The EU has sought to identify public needs and to tackle these issues by focusing on indoor air quality and on the energy performance of buildings, through Directive 2002/91/EC of the European Parliament and Council of 16 December 2002. Portugal has transposed this directive through the enactment of a series of laws and regulations between 2006 and 2007, but which mainly entered into force in January 2009.
From this date, all properties must have an energy certificate – which will remain valid for 10 years – issued by the relevant qualified and certified experts, for the purposes of purchase and sale, leases and urban leases. A failure to present a valid certificate can lead to the imposition of a fine.
In the event of a purchase and sale deed, a lease or an urban lease contract being undertaken with the presentation of a valid energy certificate, a building proprietor may face a fine between €250 – €3,741 (in the case of an individual), and between €2,500-€44,892 (in the case of a legal entity).
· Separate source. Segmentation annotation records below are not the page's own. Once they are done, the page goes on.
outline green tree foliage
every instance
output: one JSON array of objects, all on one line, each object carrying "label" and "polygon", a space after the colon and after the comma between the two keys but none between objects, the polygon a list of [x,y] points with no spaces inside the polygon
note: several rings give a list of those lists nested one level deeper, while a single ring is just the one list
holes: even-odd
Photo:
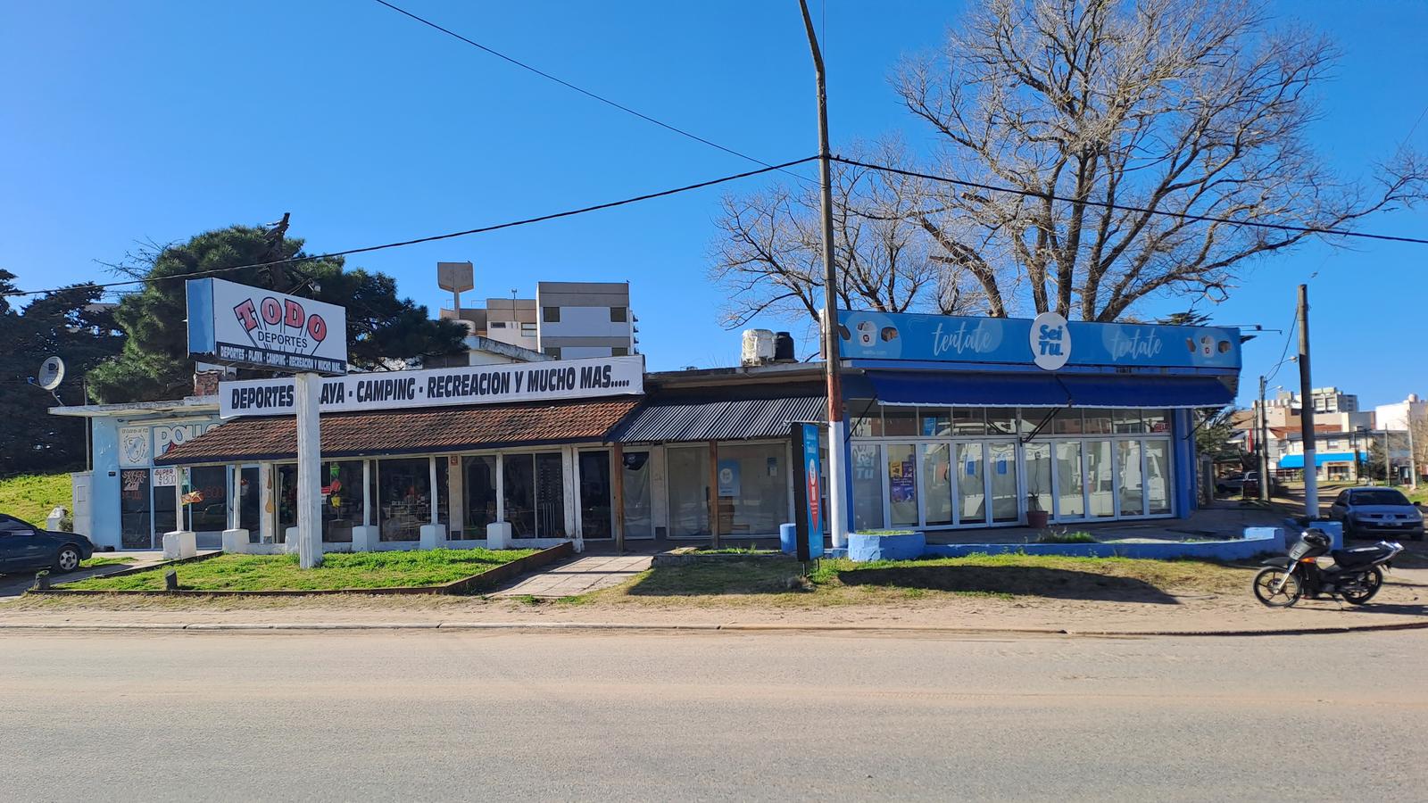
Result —
[{"label": "green tree foliage", "polygon": [[[119,324],[129,339],[117,360],[91,371],[96,397],[137,402],[191,393],[194,366],[188,359],[183,277],[300,256],[303,240],[273,236],[266,229],[231,226],[206,231],[183,244],[141,251],[130,264],[117,266],[151,281],[124,297],[119,307]],[[426,307],[397,297],[397,283],[390,276],[343,270],[341,259],[224,270],[217,277],[347,307],[348,361],[357,369],[383,369],[387,360],[453,354],[464,349],[463,326],[430,320]],[[240,371],[243,379],[260,376],[271,373]]]},{"label": "green tree foliage", "polygon": [[[13,291],[14,274],[0,270],[0,293]],[[46,357],[66,363],[56,394],[66,404],[84,402],[80,377],[119,353],[123,334],[100,290],[73,286],[47,293],[23,309],[0,296],[0,476],[84,467],[83,419],[49,414],[50,391],[30,384]]]}]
Although the absence of the certificate does not prevent any legal act from being executed (for instance the signing of sale or lease contracts), it may however result in the above penalties – applied by the Directorate General for Energy and Geology (DGEG) and/or the Portuguese Environmental Agency further to an inspection.
Portuguese real estate market players seem however to have only now woken up to the implications of the new regulation and the requirements for energy certification. The result is that several complaints are already being handled by the competent authorities in this respect and there is now much concern over the costs associated with certification.
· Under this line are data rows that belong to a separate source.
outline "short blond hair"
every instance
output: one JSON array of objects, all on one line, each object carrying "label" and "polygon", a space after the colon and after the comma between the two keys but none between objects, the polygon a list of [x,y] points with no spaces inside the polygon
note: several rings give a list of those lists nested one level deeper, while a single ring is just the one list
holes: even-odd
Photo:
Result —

The determination of complaints has however prompted two different Portuguese public authorities to convey two different interpretations of the applicable regulations, notably concerning the need for an energy certificate for all property purchase and sale or lease transactions.
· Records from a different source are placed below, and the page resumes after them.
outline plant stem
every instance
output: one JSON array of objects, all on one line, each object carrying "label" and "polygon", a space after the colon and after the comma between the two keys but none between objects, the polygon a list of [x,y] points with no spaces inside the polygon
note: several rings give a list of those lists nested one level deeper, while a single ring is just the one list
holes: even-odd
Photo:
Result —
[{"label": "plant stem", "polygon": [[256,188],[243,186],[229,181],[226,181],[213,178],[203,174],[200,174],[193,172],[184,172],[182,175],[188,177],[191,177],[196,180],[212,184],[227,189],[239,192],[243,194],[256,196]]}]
The recently created ADENE – Agency for Energy – defends that for any legal act to be executed before a Notary (as a change of property ownership transaction must be) an energy certificate must be shown, while the Portuguese Justice Department defends otherwise: that the absence of a valid certificate should not hinder any real estate transaction.
Questions are inevitably raised by the practical application of such interpretations and the new certification requirements. Namely, who will control the monitoring and enforcement of energy certification? Should it be the licensing entities, such as the municipalities, during the construction phases of the new buildings? Or should it be the lawyers, solicitors, chambers of commerce, notaries and/or the Real Estate Registry Offices upon the execution of any transaction?
However, in spite of these difficulties, there are no doubts about the importance of the steps taken in favour of more sustainable building construction and of property use, which are intended to bring health benefits for building occupants as well as to reduce any overall negative impact on the environment.
Costs associated with property transactions may inevitably though now increase with the requirement for energy certification; nevertheless the hope is that these costs will be balanced by lower energy consumption, which will more broadly contribute to the reduction of Portugal’s national energy dependency and of greenhouse gas emissions.